Adaptação transforma universo dos super-heróis nacionais em potente crítica social brasileira

Em "O Cidadão Incomum 3" escritor e quadrinista Pedro Ivo levanta questionamentos sobre desigualdade, poder, masculinidade e colapso social.

Evandro Júnior / Na Mira

Capa do livro (Foto: Divulgação)

Uma onda de calor extrema toma a capital paulista enquanto uma sequência de mortes misteriosas começa se espalha pela cidade. Todas as vítimas foram mortas sob o mesmo modus operandi: carbonizadas em ambientes fechados, sem sinais aparentes de incêndio no restante do local. 

Em meio ao caos social e político de um Brasil cada vez mais dividido, o super-herói Caliel tenta descobrir a origem dos próprios poderes ao mesmo tempo em que se torna alvo de conspirações, perseguições e da crescente desconfiança pública em torno de sua figura.

É diante desse cenário que o leitor é apresentado ao enredo de ‘O cidadão incomum 3 – Experiência de quase morte’. Publicada pela Editora Conrad, a obra encerra a trilogia de origem do protagonista Caliel ao combinar suspense investigativo, ficção científica, horror psicológico e crítica social em uma narrativa ambientada no Brasil contemporâneo. Ao longo da série, o escritor, quadrinista e roteirista Pedro Ivo transforma o universo dos super-heróis em uma reflexão sobre amadurecimento, responsabilidade e pertencimento.

Longe de ser um vigilante sem problemas ou defeitos, o personagem é descrito como um homem emocionalmente instável, marcado por crises de ansiedade, culpa e pelas consequências dos próprios atos. Ao descobrir que será pai, passa a lidar com responsabilidades familiares que parecem ainda mais assustadoras do que os perigos que enfrenta nas ruas. Enquanto tenta proteger Lígia, companheira que vive uma gravidez de risco, ele se questiona até onde alguém consegue permanecer humano quando se torna símbolo, ameaça e alvo ao mesmo tempo.

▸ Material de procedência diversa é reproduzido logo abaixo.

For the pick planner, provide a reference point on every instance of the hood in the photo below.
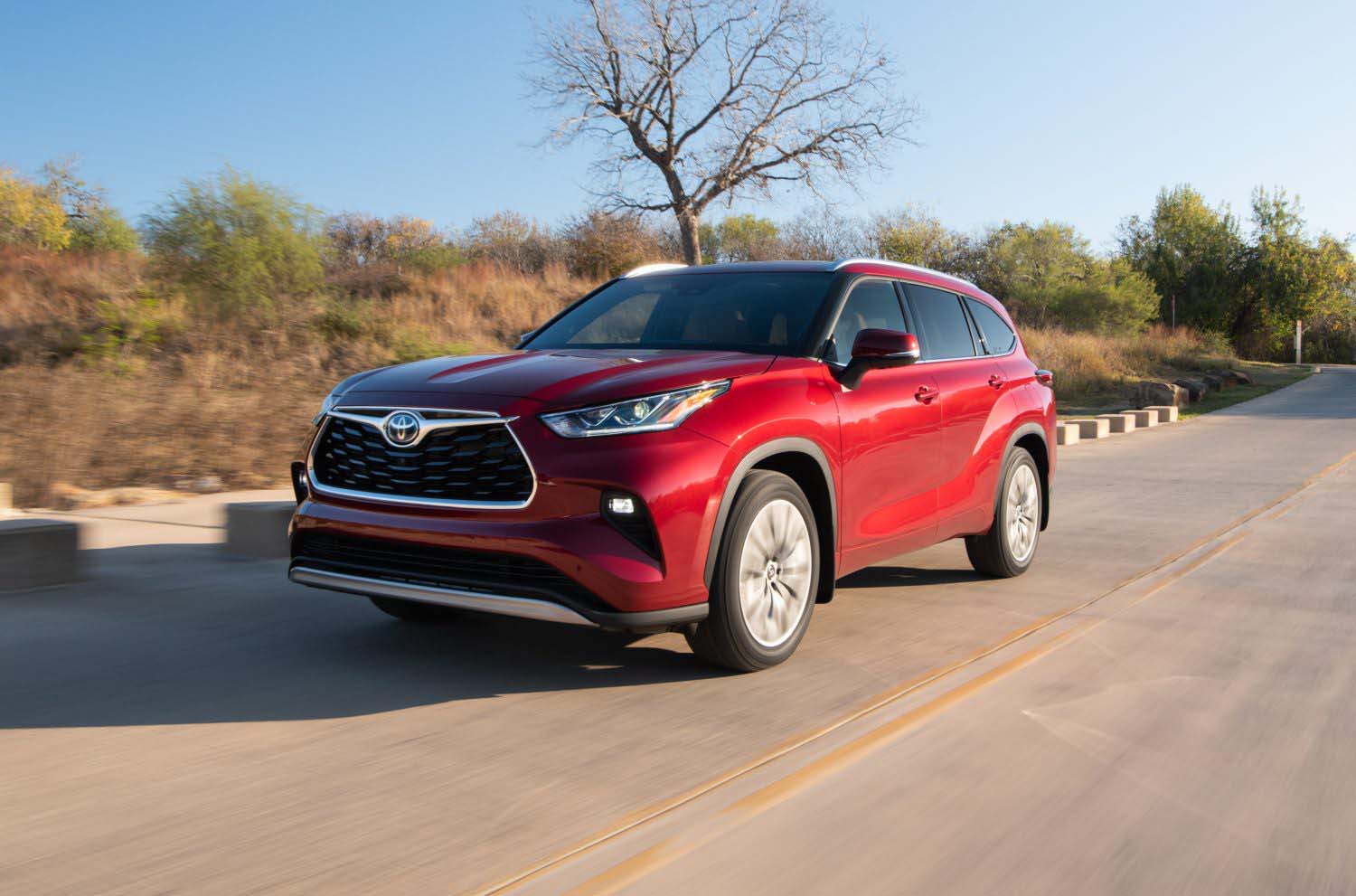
(560, 377)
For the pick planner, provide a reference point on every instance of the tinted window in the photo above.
(767, 314)
(871, 306)
(998, 336)
(943, 328)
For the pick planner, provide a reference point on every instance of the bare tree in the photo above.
(705, 99)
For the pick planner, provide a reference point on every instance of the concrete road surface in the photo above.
(1163, 703)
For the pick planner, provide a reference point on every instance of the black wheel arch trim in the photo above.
(786, 445)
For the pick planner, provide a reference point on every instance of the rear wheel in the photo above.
(1009, 545)
(414, 610)
(767, 572)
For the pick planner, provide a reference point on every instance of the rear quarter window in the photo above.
(998, 336)
(943, 328)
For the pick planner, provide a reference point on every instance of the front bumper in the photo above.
(496, 603)
(610, 580)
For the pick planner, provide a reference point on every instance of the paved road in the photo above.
(1163, 703)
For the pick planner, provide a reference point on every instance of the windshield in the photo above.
(762, 314)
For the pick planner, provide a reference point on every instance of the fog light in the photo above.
(298, 481)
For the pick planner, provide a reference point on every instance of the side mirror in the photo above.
(875, 349)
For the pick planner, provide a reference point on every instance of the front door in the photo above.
(971, 385)
(891, 434)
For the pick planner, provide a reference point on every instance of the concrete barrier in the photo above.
(258, 529)
(1119, 422)
(1144, 418)
(1092, 429)
(38, 552)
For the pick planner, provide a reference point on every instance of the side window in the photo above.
(998, 336)
(871, 306)
(943, 328)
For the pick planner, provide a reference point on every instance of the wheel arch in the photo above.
(805, 464)
(1032, 437)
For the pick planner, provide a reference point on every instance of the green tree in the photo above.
(1109, 297)
(361, 241)
(917, 238)
(1290, 277)
(1192, 252)
(740, 238)
(1024, 265)
(103, 230)
(95, 225)
(607, 244)
(30, 214)
(238, 243)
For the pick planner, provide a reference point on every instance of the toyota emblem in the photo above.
(401, 429)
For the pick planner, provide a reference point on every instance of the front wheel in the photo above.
(767, 573)
(1009, 545)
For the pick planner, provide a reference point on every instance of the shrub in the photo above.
(236, 243)
(30, 216)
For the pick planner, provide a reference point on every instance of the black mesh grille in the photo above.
(463, 464)
(491, 572)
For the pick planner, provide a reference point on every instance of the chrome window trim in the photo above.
(902, 281)
(841, 263)
(460, 598)
(653, 269)
(475, 418)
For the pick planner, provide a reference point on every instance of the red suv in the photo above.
(696, 448)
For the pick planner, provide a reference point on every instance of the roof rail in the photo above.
(841, 263)
(653, 269)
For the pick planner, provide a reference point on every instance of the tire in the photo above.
(770, 546)
(412, 610)
(1009, 545)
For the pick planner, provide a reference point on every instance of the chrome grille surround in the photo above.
(430, 420)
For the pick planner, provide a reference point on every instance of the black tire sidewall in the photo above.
(757, 492)
(1019, 457)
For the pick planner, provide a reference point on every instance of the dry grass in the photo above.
(1090, 368)
(108, 380)
(111, 379)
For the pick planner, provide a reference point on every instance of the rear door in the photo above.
(891, 433)
(970, 384)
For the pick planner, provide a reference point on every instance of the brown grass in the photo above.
(111, 379)
(1092, 366)
(108, 380)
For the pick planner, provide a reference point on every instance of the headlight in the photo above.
(653, 412)
(331, 401)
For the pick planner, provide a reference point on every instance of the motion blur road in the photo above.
(1165, 703)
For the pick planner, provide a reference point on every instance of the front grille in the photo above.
(474, 464)
(490, 572)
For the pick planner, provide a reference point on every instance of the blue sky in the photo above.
(1074, 111)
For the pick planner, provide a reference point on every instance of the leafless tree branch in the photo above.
(697, 100)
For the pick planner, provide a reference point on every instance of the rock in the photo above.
(1195, 388)
(1154, 392)
(206, 484)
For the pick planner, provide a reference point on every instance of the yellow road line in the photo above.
(890, 695)
(749, 806)
(773, 795)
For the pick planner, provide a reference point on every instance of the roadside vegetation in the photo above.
(195, 346)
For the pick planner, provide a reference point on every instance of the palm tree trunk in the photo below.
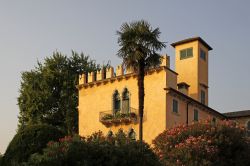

Conforme se aprofunda nas conspirações que cercam sua existência, Caliel mergulha em uma trama que atravessa diferentes períodos da história brasileira. Entre laboratórios clandestinos, interesses corporativos e segredos ligados à Amazônia, a narrativa conecta acontecimentos do presente ao passado político do país, em momentos que remontam à ditadura militar, ao passar por temas como exploração territorial, violência estrutural e o uso da ciência como ferramenta de poder.

Com experiência em literatura, quadrinhos e roteiro, o autor conduz a história em ritmo cinematográfico, revelando os mistérios da trama aos poucos e equilibrando ação, tensão psicológica e crítica social sem abrir mão da fluidez. Sua escrita aposta menos na idealização clássica dos super-heróis e mais na dimensão humana dos personagens, trazendo dilemas emocionais, crises de identidade e os impactos reais do poder sobre a vida cotidiana. 

 Pedro Ivo amplia as reflexões sobre identidade, pertencimento e a relação entre ficção e realidade

Com ilustrações próprias e elementos metalinguísticos (como a peça teatral escrita por Caliel ao longo da trama), Pedro Ivo amplia as reflexões sobre identidade, pertencimento e a relação entre ficção e realidade, reforçando o caráter visual, autoral e artístico do projeto.

Além dos aspectos políticos e investigativos, ‘O cidadão incomum 3 – Experiência de quase morte’ amplia o universo da série ao apresentar personagens que rompem com os modelos tradicionais do gênero, como Tito, reconhecido como o primeiro super-herói trans brasileiro. Entre paranoia coletiva, relações fragilizadas e disputas de poder, o escritor transforma o heroísmo em uma lente para observar o Brasil contemporâneo e discutir questões ligadas à masculinidade, desigualdade social e pertencimento.